The Alliance, having learned that Dobson's plan failed, passes the assignment to retrieve the Tams to the Operative. He accepts the mission without hesitation.

== Notable occurrences ==
- Lawrence Dobson, shot and left for dead at the end of the pilot episode of Firefly, is revealed to be alive.
- The Hands of Blue are killed, and are described as "independent contractors".
- It is revealed that the blue material that gives the Hands of Blue their name also extends to (and covers) their torso. The purpose of this material is never directly revealed.
- Inara Serra leaves Serenity.

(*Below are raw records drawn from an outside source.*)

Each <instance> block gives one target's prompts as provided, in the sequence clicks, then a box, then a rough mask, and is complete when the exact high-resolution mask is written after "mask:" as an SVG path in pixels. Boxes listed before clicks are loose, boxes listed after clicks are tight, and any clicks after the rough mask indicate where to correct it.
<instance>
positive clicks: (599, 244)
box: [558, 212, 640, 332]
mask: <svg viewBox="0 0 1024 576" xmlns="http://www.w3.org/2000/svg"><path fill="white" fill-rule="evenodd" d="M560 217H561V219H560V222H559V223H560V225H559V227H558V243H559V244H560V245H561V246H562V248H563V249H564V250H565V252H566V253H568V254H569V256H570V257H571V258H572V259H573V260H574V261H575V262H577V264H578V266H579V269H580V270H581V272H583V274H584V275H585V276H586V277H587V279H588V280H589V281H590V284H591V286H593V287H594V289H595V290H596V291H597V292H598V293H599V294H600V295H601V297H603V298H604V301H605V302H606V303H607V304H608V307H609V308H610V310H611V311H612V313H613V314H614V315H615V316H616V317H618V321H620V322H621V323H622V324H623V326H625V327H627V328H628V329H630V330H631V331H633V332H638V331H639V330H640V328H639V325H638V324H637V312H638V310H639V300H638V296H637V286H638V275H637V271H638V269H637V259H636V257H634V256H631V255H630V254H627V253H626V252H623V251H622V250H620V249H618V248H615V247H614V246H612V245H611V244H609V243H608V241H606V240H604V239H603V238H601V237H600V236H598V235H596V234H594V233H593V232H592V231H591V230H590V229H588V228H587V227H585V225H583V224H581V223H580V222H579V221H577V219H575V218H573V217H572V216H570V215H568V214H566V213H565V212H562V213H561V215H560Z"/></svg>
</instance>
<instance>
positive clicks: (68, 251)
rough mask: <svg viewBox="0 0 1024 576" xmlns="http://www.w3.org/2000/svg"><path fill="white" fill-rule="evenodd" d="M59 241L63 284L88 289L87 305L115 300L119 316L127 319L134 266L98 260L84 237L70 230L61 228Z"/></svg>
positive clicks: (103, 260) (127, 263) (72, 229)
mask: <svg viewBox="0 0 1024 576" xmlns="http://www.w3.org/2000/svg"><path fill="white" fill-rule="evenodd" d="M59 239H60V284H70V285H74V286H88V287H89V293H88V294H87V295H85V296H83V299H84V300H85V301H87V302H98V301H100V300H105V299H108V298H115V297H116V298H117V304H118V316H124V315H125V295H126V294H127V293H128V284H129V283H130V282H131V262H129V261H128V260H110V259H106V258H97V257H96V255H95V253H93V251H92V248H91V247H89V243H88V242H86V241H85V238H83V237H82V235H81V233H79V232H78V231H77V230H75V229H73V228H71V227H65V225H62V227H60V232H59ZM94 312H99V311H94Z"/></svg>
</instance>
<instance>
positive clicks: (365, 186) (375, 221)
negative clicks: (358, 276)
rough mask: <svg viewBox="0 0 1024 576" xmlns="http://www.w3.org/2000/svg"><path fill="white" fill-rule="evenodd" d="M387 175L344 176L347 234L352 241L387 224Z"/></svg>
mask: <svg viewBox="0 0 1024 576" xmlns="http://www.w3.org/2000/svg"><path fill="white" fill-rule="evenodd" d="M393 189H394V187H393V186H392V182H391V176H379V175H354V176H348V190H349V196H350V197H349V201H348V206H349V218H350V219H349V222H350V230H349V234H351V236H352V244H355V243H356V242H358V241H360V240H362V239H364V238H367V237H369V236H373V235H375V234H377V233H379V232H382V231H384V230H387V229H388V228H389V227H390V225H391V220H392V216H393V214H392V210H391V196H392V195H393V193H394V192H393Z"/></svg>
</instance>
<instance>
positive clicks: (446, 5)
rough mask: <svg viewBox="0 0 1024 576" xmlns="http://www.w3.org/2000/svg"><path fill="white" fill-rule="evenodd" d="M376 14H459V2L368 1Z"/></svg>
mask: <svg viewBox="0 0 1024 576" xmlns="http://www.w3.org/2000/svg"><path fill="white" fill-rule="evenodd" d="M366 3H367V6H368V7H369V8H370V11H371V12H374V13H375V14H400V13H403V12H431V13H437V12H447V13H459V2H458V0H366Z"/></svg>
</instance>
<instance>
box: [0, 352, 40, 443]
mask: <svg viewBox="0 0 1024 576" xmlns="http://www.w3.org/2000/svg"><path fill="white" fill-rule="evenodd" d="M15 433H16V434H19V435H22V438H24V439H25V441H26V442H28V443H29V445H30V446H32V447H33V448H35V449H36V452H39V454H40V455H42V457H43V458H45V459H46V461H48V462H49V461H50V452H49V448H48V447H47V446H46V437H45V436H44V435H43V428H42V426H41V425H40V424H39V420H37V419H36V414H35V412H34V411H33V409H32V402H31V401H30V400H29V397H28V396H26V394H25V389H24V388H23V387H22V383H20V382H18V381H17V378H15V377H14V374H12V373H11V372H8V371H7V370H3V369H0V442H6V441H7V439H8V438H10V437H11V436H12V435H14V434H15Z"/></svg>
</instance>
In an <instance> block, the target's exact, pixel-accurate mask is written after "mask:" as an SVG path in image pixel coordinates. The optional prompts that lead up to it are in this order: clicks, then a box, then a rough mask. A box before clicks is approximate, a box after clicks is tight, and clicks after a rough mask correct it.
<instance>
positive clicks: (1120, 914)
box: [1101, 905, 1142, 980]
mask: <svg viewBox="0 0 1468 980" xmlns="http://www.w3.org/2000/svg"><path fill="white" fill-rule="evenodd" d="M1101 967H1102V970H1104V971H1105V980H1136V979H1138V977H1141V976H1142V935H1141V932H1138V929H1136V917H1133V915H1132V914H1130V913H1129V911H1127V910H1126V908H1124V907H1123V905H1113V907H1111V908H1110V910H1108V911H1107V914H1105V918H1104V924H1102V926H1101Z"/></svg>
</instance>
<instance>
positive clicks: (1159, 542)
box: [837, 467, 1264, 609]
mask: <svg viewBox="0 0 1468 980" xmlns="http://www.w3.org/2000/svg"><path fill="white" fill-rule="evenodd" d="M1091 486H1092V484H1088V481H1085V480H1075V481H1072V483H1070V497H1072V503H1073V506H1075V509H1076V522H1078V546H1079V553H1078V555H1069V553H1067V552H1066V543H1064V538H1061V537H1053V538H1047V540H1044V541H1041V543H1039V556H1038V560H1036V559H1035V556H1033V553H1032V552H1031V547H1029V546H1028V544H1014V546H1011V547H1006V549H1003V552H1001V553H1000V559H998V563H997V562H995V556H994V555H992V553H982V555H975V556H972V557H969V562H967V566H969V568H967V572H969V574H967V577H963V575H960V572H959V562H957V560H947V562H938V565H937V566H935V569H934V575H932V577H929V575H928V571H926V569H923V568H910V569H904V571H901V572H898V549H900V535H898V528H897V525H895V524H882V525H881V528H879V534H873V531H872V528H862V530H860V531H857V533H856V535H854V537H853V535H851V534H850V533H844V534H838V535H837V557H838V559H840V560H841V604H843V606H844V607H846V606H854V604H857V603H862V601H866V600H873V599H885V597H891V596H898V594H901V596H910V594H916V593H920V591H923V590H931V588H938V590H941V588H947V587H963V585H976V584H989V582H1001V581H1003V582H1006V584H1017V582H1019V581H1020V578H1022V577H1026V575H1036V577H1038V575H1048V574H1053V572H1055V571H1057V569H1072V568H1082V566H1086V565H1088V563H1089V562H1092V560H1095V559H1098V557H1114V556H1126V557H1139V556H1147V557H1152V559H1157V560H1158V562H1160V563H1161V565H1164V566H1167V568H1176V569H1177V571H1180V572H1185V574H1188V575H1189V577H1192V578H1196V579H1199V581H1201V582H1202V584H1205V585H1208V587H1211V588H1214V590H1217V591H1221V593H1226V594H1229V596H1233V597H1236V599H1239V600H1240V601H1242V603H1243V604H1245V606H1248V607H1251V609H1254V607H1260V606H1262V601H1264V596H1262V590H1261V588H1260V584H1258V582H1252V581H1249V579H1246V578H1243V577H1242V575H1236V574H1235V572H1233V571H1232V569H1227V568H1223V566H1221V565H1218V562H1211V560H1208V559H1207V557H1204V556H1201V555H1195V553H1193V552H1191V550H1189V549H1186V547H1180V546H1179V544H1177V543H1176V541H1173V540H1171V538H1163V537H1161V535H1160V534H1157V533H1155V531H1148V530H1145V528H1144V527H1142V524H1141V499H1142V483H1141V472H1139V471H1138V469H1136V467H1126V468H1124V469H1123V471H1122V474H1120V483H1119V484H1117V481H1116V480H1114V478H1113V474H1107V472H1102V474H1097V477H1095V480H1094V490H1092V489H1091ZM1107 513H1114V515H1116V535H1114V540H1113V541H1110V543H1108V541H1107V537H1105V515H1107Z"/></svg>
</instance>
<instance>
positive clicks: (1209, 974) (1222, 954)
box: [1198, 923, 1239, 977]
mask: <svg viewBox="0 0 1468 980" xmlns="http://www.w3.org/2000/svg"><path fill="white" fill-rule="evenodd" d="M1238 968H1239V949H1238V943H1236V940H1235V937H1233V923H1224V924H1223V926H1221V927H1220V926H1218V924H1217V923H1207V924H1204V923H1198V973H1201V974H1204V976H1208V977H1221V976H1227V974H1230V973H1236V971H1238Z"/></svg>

Derrial Book also states his intention of leaving, believing his time aboard has corrupted him.
- The Operative makes his first appearance in the comics, although he wears his sword at his side, rather than across his back as in Serenity. The sword itself is also depicted as some form of cavalry sabre, with an ornate hilt, rather than the Japanese-style blade he uses in the film.
- The twins, Fanty and Mingo, are first mentioned by Badger aboard Serenity. They are responsible for providing the crew with the payroll job pulled at the beginning of the film Serenity.

== Cover illustrations ==
Each of the three issues was released with three different covers, with each cover featuring one of the nine major characters, and each one illustrated by a different artist (total of 9 distinct UPC issue codes). The series was collected into a single volume, with a cover by Adam Hughes. All issue covers also appear within the compilation.

- Issue #1:
  - Captain Malcolm "Mal" Reynolds, illustrated by John Cassaday.
  - Jayne Cobb, illustrated by Bryan Hitch.
  - Inara Serra, illustrated by J. G. Jones.
- Issue #2:
  - Shepherd Book, illustrated by Tim Bradstreet.
  - Kaylee Frye, illustrated by Jo Chen.
  - Zoe Washburne, illustrated by Joe Quesada.
- Issue #3:
  - Hoban "Wash" Washburne, illustrated by Sean Phillips.
  - Simon Tam, illustrated by Leinil Francis Yu.
  - River Tam, illustrated by Joshua Middleton.
- Trade paperback:
  - Inara and Mal, illustrated by Adam Hughes.
- Hardcover Collection (Published October 24, 2007)
  - Mal, Zoe and Jayne, illustrated by Adam Hughes.

==Reaction==
According to Dark Horse, the miniseries sold 85,000 copies.

On February 11, 2006, Dirk Wood of Dark Horse Comics confirmed at the WonderCon convention in San Francisco that Joss Whedon was writing another Serenity comic. The three-issue miniseries, Serenity: Better Days, began in March 2008. Details of the plot see the crew of Serenity pulling off a successful job which results in unexpected wealth.